Indigenous Anthropocenes in Poetry
Re-mapping Creek Homelands in Jennifer Elise Foerster’s Bright Raft in the Afterweather
DOI:
https://doi.org/10.22024/UniKent/03/tm.981Abstract
Muscogee (Creek) poet Jennifer Elise Foerster’s poetry begins to answer a call for a cultural climate change. Foerster released her second collection of poetry Bright Raft in the Afterweather in 2018. She blends time, weaving past, present, and future (in no particular order) to convey a catastrophic future mirrored by difficult, but resilient Creek pasts and presents.
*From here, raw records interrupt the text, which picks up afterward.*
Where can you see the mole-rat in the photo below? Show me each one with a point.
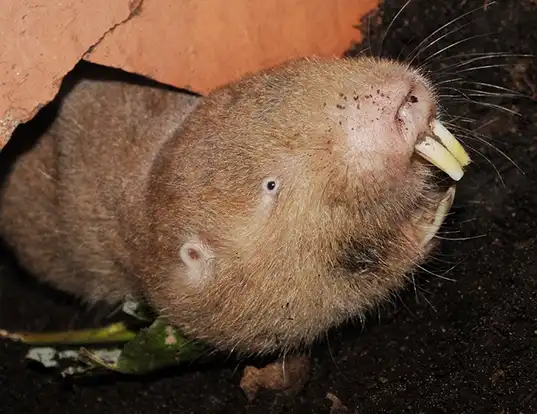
(255, 218)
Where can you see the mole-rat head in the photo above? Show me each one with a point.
(297, 198)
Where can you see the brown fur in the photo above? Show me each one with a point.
(104, 202)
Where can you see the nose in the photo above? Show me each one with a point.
(414, 109)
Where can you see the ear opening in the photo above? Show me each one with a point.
(196, 257)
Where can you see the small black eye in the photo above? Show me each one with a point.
(271, 185)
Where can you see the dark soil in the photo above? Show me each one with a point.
(467, 345)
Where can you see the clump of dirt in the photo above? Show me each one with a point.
(461, 340)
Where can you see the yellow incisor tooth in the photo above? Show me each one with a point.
(441, 212)
(438, 155)
(450, 142)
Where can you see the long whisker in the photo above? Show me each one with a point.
(416, 50)
(390, 26)
(427, 60)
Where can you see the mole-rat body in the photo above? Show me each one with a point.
(255, 218)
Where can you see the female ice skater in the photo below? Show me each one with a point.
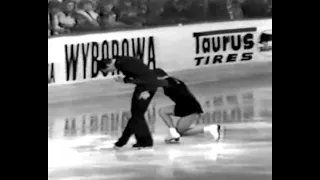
(134, 68)
(186, 107)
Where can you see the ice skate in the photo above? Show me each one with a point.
(138, 146)
(215, 131)
(174, 136)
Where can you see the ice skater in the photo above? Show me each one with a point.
(134, 68)
(186, 107)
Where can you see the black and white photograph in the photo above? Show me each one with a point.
(159, 89)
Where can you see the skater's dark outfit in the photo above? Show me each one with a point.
(185, 102)
(134, 68)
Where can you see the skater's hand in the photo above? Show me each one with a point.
(119, 79)
(144, 95)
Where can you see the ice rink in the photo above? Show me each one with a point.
(80, 135)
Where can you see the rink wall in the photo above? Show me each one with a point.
(230, 49)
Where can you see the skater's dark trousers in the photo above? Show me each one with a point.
(137, 124)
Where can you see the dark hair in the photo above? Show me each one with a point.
(160, 72)
(103, 63)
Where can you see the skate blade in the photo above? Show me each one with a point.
(172, 141)
(221, 131)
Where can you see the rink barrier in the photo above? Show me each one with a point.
(174, 48)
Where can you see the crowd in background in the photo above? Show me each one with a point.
(81, 16)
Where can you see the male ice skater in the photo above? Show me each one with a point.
(186, 107)
(134, 68)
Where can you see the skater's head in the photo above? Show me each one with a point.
(161, 74)
(107, 65)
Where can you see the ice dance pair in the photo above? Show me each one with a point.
(147, 81)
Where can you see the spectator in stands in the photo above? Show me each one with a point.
(218, 10)
(86, 17)
(67, 18)
(177, 11)
(129, 14)
(109, 22)
(54, 11)
(108, 7)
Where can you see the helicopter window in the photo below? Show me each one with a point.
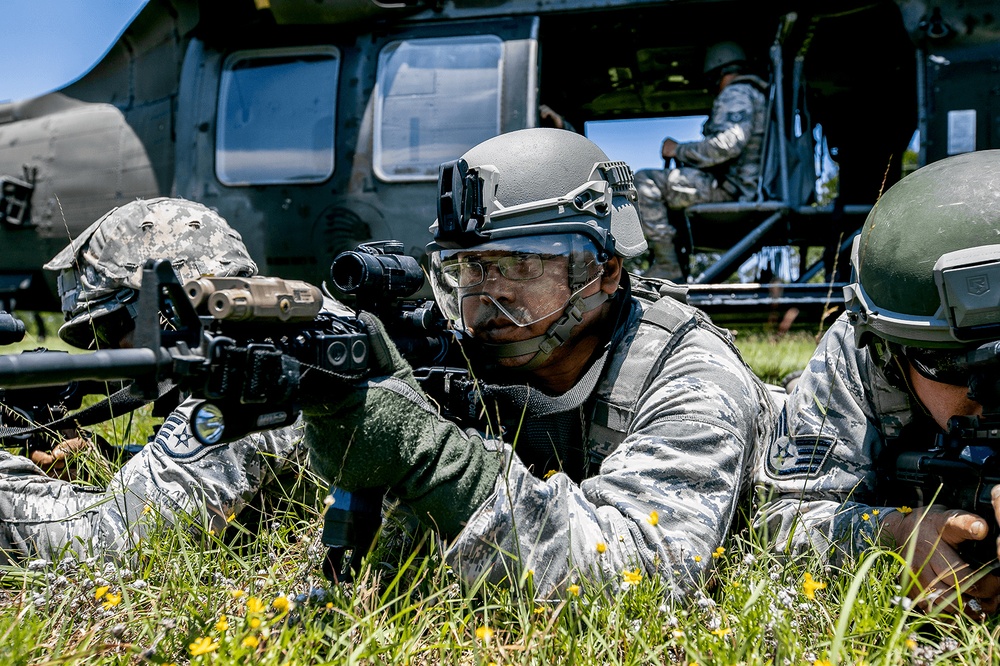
(435, 99)
(276, 116)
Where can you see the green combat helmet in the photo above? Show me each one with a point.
(100, 272)
(926, 265)
(531, 194)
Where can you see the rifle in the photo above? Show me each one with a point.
(22, 410)
(253, 348)
(958, 468)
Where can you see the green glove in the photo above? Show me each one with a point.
(385, 433)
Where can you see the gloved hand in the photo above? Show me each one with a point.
(385, 433)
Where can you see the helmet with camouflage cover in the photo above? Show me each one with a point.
(100, 272)
(926, 264)
(537, 194)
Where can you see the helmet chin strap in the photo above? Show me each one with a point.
(543, 345)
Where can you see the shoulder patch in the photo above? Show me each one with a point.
(175, 439)
(737, 117)
(798, 457)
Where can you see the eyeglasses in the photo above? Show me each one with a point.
(947, 366)
(471, 271)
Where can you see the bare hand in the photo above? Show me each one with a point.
(54, 463)
(669, 149)
(942, 575)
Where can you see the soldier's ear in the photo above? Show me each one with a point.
(612, 275)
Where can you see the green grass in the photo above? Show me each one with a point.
(237, 597)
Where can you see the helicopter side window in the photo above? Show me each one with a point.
(276, 116)
(435, 99)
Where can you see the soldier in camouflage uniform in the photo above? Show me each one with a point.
(100, 271)
(724, 166)
(885, 376)
(623, 425)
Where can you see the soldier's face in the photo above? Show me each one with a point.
(495, 310)
(942, 400)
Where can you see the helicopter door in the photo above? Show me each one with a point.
(442, 89)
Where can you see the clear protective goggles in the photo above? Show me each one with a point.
(519, 281)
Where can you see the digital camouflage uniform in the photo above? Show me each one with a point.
(670, 427)
(819, 478)
(173, 475)
(100, 275)
(724, 166)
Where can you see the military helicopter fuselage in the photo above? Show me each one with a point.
(315, 125)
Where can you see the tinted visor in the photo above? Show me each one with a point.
(517, 281)
(947, 366)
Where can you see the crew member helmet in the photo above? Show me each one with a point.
(926, 264)
(519, 202)
(722, 55)
(100, 272)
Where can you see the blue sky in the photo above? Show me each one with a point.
(49, 43)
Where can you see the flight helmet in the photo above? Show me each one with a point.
(519, 205)
(100, 272)
(926, 264)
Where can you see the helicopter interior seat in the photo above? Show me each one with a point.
(787, 186)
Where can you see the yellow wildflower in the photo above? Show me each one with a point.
(632, 577)
(203, 645)
(809, 586)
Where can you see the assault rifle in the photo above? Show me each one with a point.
(252, 349)
(959, 468)
(22, 410)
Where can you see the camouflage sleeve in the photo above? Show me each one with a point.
(175, 475)
(172, 476)
(817, 480)
(661, 503)
(726, 131)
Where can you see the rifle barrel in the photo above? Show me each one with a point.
(36, 369)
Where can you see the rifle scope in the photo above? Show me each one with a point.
(380, 269)
(11, 329)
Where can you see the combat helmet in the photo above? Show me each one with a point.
(100, 272)
(532, 193)
(926, 264)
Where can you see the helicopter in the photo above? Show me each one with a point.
(315, 125)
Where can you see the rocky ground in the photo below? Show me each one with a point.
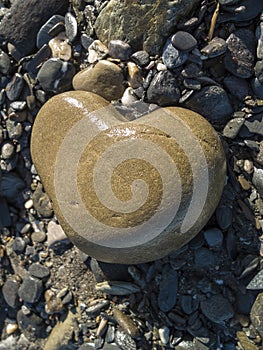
(203, 55)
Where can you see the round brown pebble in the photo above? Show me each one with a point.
(127, 192)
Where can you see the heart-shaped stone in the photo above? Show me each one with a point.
(127, 191)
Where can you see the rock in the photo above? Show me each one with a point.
(173, 58)
(43, 36)
(183, 41)
(21, 25)
(109, 272)
(257, 180)
(154, 22)
(31, 325)
(256, 314)
(216, 47)
(39, 271)
(61, 333)
(236, 86)
(11, 187)
(56, 75)
(14, 87)
(119, 49)
(41, 202)
(30, 290)
(141, 58)
(82, 207)
(233, 127)
(240, 56)
(204, 258)
(217, 309)
(163, 89)
(214, 237)
(126, 323)
(55, 234)
(212, 102)
(168, 291)
(105, 79)
(10, 291)
(256, 282)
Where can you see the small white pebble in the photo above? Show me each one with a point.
(29, 204)
(11, 328)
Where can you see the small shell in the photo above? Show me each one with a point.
(117, 288)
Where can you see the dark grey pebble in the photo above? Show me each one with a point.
(56, 75)
(119, 49)
(21, 25)
(211, 102)
(43, 35)
(163, 89)
(257, 88)
(5, 62)
(168, 291)
(31, 325)
(217, 308)
(14, 129)
(260, 41)
(19, 245)
(204, 258)
(233, 127)
(172, 57)
(237, 87)
(216, 47)
(86, 41)
(32, 66)
(257, 180)
(14, 87)
(109, 272)
(5, 218)
(10, 291)
(251, 9)
(39, 270)
(240, 56)
(42, 203)
(141, 58)
(252, 126)
(183, 41)
(259, 70)
(30, 289)
(214, 237)
(224, 216)
(256, 282)
(124, 341)
(71, 26)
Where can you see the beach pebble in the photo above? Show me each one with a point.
(105, 79)
(163, 89)
(240, 56)
(119, 49)
(183, 41)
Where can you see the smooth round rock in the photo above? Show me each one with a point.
(131, 191)
(105, 79)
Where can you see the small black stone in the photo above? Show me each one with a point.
(183, 41)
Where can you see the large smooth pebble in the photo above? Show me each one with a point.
(127, 191)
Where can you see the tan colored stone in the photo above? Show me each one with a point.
(127, 192)
(143, 24)
(105, 79)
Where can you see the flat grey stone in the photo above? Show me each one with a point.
(217, 309)
(154, 22)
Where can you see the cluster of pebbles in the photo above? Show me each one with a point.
(207, 295)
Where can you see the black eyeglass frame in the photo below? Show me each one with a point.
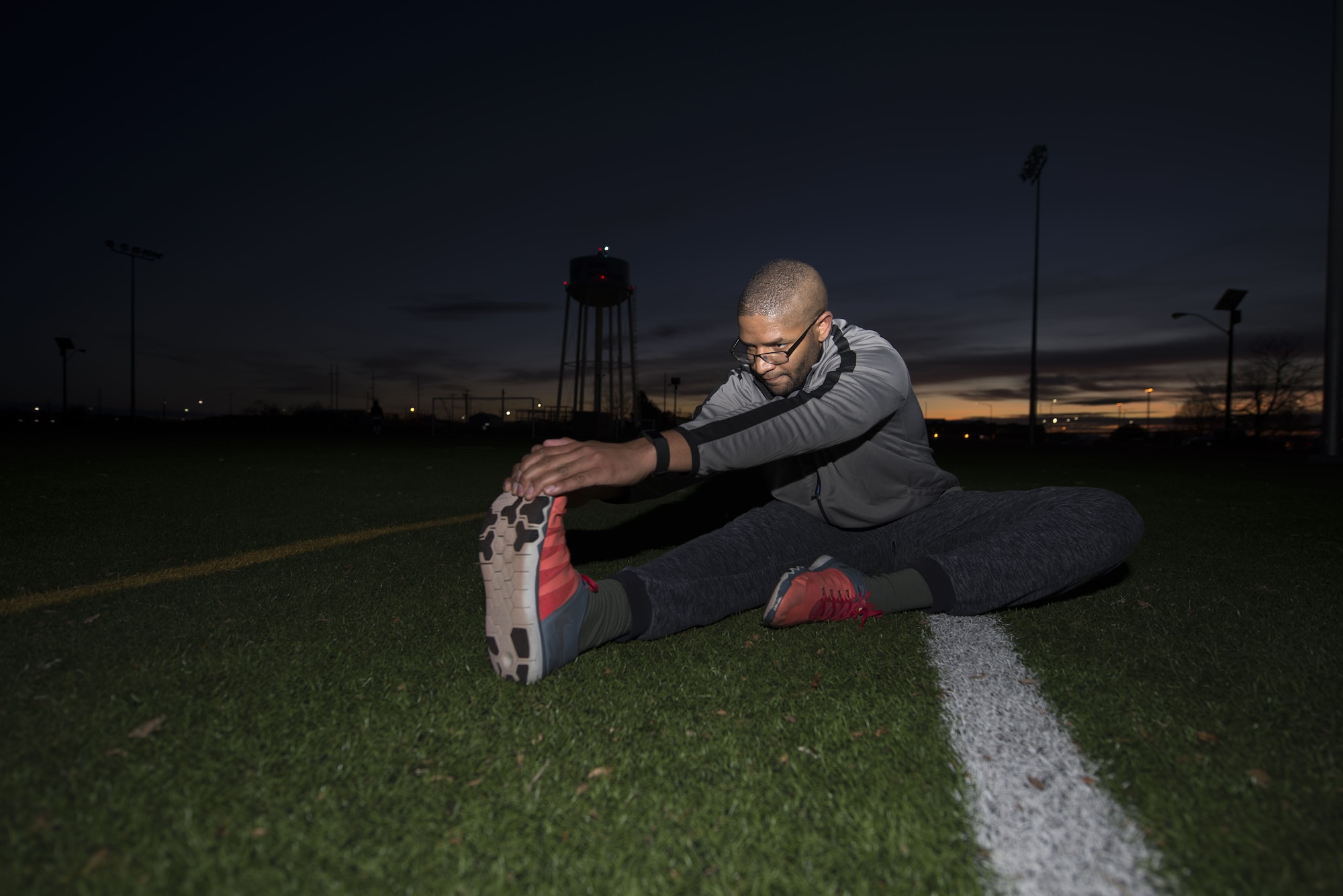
(751, 357)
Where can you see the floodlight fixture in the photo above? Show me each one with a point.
(1031, 172)
(1035, 164)
(144, 255)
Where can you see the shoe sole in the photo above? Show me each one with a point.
(780, 589)
(511, 557)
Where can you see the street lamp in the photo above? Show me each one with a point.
(1228, 302)
(144, 255)
(1031, 172)
(68, 350)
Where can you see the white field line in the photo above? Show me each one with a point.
(1060, 835)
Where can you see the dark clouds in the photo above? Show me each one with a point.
(465, 306)
(299, 169)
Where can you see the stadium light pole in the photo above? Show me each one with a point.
(1031, 172)
(144, 255)
(1228, 302)
(68, 350)
(1332, 417)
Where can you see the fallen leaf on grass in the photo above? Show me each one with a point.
(97, 859)
(148, 729)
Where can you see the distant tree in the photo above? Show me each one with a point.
(1279, 385)
(1203, 409)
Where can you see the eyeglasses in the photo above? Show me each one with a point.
(773, 358)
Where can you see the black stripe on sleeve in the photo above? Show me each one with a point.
(757, 416)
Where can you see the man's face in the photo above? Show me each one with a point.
(761, 334)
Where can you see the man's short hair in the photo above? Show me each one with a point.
(784, 287)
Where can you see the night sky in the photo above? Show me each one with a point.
(401, 188)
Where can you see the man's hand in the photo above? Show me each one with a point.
(565, 466)
(562, 466)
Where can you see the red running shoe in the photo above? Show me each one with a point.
(535, 600)
(825, 591)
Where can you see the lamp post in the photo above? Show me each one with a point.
(1031, 172)
(68, 350)
(1228, 302)
(144, 255)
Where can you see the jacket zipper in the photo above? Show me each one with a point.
(817, 498)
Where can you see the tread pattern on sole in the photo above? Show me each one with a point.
(511, 557)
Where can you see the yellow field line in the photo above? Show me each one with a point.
(237, 561)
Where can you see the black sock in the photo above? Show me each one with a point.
(608, 616)
(903, 591)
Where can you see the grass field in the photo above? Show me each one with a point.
(328, 721)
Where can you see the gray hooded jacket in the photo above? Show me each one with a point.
(849, 447)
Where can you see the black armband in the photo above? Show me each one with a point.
(661, 448)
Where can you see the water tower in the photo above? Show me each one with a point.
(604, 344)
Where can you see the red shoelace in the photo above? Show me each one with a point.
(843, 604)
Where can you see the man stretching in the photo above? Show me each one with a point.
(864, 522)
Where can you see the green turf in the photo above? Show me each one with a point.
(331, 721)
(1215, 660)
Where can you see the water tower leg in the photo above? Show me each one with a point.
(565, 346)
(597, 365)
(620, 354)
(581, 360)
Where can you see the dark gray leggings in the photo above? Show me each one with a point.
(978, 550)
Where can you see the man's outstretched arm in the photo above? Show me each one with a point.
(563, 466)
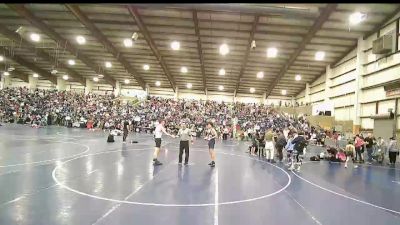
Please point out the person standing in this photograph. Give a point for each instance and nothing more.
(125, 131)
(358, 143)
(211, 134)
(269, 146)
(300, 145)
(160, 129)
(280, 144)
(185, 134)
(350, 152)
(369, 144)
(393, 151)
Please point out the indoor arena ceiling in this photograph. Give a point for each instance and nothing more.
(297, 31)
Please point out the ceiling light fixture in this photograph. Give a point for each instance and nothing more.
(319, 56)
(224, 49)
(221, 72)
(356, 18)
(81, 40)
(128, 42)
(272, 52)
(108, 64)
(35, 37)
(71, 62)
(183, 69)
(175, 45)
(135, 36)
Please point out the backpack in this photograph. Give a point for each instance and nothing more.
(110, 138)
(301, 145)
(315, 158)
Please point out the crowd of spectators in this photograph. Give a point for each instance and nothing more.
(65, 108)
(250, 122)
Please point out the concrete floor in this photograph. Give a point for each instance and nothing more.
(57, 175)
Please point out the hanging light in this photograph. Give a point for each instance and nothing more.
(108, 64)
(224, 49)
(35, 37)
(272, 52)
(221, 72)
(71, 62)
(81, 40)
(320, 55)
(175, 45)
(128, 42)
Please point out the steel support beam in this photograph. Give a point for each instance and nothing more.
(39, 52)
(259, 9)
(31, 66)
(200, 50)
(47, 30)
(142, 27)
(244, 63)
(324, 16)
(385, 21)
(103, 39)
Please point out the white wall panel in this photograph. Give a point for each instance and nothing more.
(368, 109)
(246, 99)
(45, 84)
(346, 113)
(381, 77)
(343, 89)
(319, 80)
(317, 97)
(15, 82)
(342, 79)
(317, 88)
(367, 123)
(374, 94)
(385, 105)
(345, 67)
(343, 100)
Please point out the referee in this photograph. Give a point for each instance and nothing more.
(185, 134)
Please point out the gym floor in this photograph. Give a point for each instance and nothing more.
(60, 175)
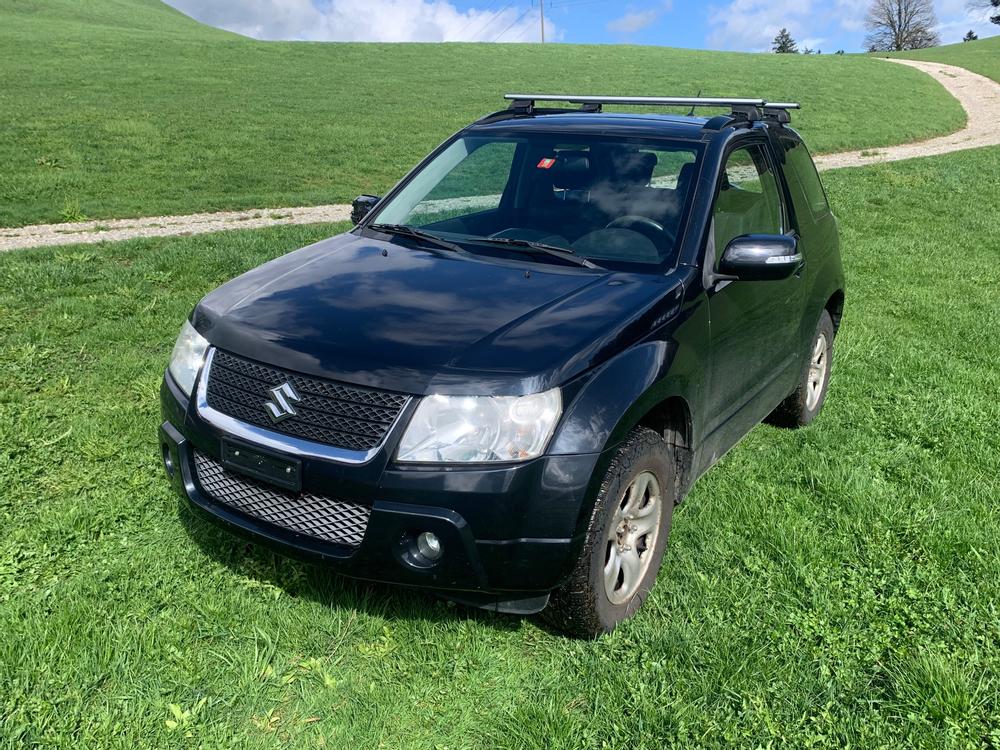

In this collection, Foerster also amplifies an Indigenous-specific notion of the Anthropocene. I argue that by recognizing Indigenous scientific literacies that include both human and nonhuman agency, Foerster utilizes this moment of the Anthropocene to re-map Creek lands, histories, and futures. Further, I recognize Foerster’s Anthropocene poetics as a symbiocene, a balance between human and nonhuman, and a poetics that seeks to heal, not just express and promote survival. This also brings healing to Creek peoples since colonial Anthropocene narratives largely ignore the devastating impacts that the settler-created Anthropocene brought for Indigenous peoples since first contact.